If we think we are in a time of rapid technological change, then the situation was as tumultuous and fascinating in 1905. After all, there was the automobile, electric lights, massive maritime ships, flying machines, the wireless telegraph, moving pictures, and yes, the zipper. And yet all of these technologies are part of the fabric of 2005, at least in industrialized countries. We have come to accept them as commonplace.
But in our more curious moments, perhaps we do marvel just a little bit at how pressing a switch fills a room with light, or how lifting our eyes to a blue sky we are almost certain to see jet planes flying overhead, or how, when the mood strikes, we can grab some popcorn cooked in a bag in a microwave in a couple of minutes, put a shiny disk into a DVD player and watch a movie celebrating the pioneers who walked on the moon 36 years ago. Perhaps the X-ray from the dentist’s office of a cavity from too much popcorn and not enough flossing still amazes us.

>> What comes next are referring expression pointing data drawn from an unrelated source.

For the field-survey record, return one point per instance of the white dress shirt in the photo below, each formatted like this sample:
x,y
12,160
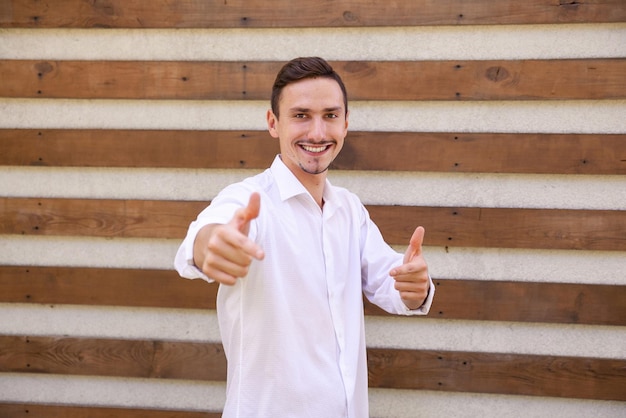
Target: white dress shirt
x,y
293,328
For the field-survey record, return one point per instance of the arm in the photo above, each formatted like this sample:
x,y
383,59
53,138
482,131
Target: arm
x,y
223,252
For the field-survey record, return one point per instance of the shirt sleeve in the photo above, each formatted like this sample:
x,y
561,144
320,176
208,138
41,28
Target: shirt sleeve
x,y
220,211
377,259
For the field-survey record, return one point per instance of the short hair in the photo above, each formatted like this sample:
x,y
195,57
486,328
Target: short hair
x,y
300,69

It’s less likely, but just maybe once in a while, we think about how unbelievably cool it is to get into a four-wheeled vehicle powered by the internal combustion engine, turn on the ignition, and drive a 100 miles in air conditioned or heated comfort with music from our MP3 player, downloaded from our computer, and now being piped through 6 separate speakers …awesome!
Personally, I think Thanksgiving should be as much about science and technology as it is about our natural world, wonderful as that is. Right now, as our family prepares to go out for our Thanksgiving meal, I’m feeling very thankful for the bounties of both nature and technology.